In [4]:
import pandas as pd
from tqdm import tqdm
from transformers import pipeline
import torch

In [5]:
device = torch.device('cuda' if torch.cuda.is_available() else 'cpu')

In [7]:
# Load the zero-shot classification pipeline
classifier = pipeline(
    "zero-shot-classification", 
    model="MoritzLaurer/DeBERTa-v3-base-mnli-fever-anli", device = device
)

# Define input file path and load the dataset
file_path = "data/reviews.csv"
df = pd.read_csv(file_path)

# Define column name containing reviews
review_column = "Review"

In [9]:
# Ensure the correct column exists
if review_column not in df.columns:
    raise ValueError(f"Column '{review_column}' not found in the dataset!")

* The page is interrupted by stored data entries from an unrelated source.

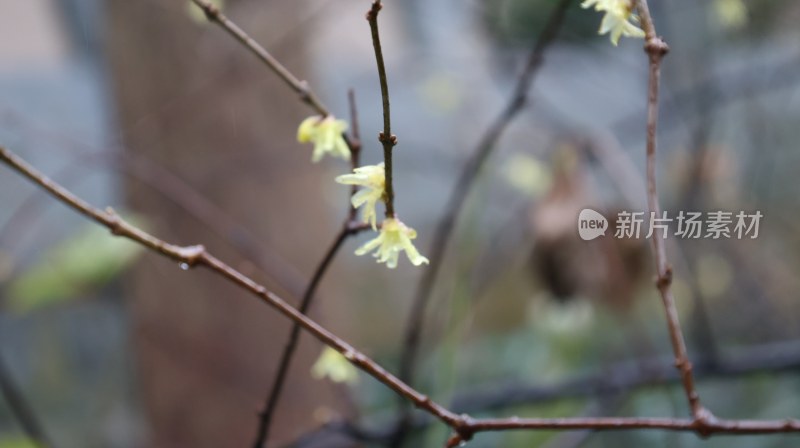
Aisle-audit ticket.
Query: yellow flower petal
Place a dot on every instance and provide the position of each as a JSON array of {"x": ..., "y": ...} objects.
[{"x": 327, "y": 135}]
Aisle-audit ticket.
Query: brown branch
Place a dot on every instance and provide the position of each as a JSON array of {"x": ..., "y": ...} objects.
[
  {"x": 300, "y": 87},
  {"x": 387, "y": 139},
  {"x": 355, "y": 145},
  {"x": 349, "y": 228},
  {"x": 464, "y": 425},
  {"x": 656, "y": 49},
  {"x": 21, "y": 410},
  {"x": 291, "y": 346},
  {"x": 486, "y": 145},
  {"x": 608, "y": 381},
  {"x": 194, "y": 256}
]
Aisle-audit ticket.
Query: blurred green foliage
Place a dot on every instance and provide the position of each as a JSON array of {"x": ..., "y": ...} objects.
[{"x": 88, "y": 259}]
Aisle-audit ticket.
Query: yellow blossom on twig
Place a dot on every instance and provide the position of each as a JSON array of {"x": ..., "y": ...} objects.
[
  {"x": 331, "y": 364},
  {"x": 326, "y": 134},
  {"x": 372, "y": 179},
  {"x": 394, "y": 238}
]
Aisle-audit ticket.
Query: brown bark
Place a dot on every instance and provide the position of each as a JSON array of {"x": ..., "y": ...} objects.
[{"x": 190, "y": 98}]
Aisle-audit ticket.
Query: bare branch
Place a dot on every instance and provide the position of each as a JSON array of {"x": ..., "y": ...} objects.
[
  {"x": 193, "y": 256},
  {"x": 387, "y": 139},
  {"x": 300, "y": 87},
  {"x": 349, "y": 228},
  {"x": 656, "y": 49},
  {"x": 486, "y": 145},
  {"x": 464, "y": 425}
]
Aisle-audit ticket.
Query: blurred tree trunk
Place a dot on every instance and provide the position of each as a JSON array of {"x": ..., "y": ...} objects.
[{"x": 191, "y": 99}]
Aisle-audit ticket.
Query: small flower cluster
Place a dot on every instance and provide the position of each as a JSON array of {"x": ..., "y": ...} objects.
[
  {"x": 619, "y": 19},
  {"x": 327, "y": 135}
]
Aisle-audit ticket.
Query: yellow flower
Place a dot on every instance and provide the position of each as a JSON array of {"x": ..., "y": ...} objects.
[
  {"x": 326, "y": 134},
  {"x": 372, "y": 180},
  {"x": 619, "y": 19},
  {"x": 333, "y": 365},
  {"x": 394, "y": 238}
]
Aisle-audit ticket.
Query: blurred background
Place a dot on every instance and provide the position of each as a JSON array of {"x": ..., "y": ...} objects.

# Define candidate labels and initialize output columns
candidate_labels = [
    "Talks about driving experience", 
    "Talks about features", 
    "Talks about value for money", 
    "Talks about issues", 
    "Other"
]
df["talks_about"] = ""
df["sentiment"] = ""

In [10]:
# Classification logic
def classify_review(review_text):
    output = classifier(review_text, candidate_labels, multi_label=False)
    category = output["labels"][0]  # The top label is the most likely category
    sentiment = "Positive" if output["scores"][0] > 0.5 else "Negative"
    return category, sentiment

In [11]:
# Apply classification with progress bar
print("Classifying reviews...")
for idx, row in tqdm(df.iterrows(), total=len(df), desc="Processing"):
    category, sentiment = classify_review(row[review_column])
    df.at[idx, "talks_about"] = category
    df.at[idx, "sentiment"] = sentiment

Classifying reviews...


Processing:   0%|          | 0/5925 [00:00<?, ?it/s]Asking to truncate to max_length but no maximum length is provided and the model has no predefined maximum length. Default to no truncation.
Processing:   0%|          | 10/5925 [00:02<15:10,  6.50it/s] You seem to be using the pipelines sequentially on GPU. In order to maximize efficiency please use a dataset
Processing: 100%|██████████| 5925/5925 [11:44<00:00,  8.41it/s]


In [12]:
# Save the classified data
output_file = "data/reviews_with_sentiments_deberta.csv"
df.to_csv(output_file, index=False)
print(f"Classification complete. Results saved to '{output_file}'.")

Classification complete. Results saved to 'data/reviews_with_sentiments_deberta.csv'.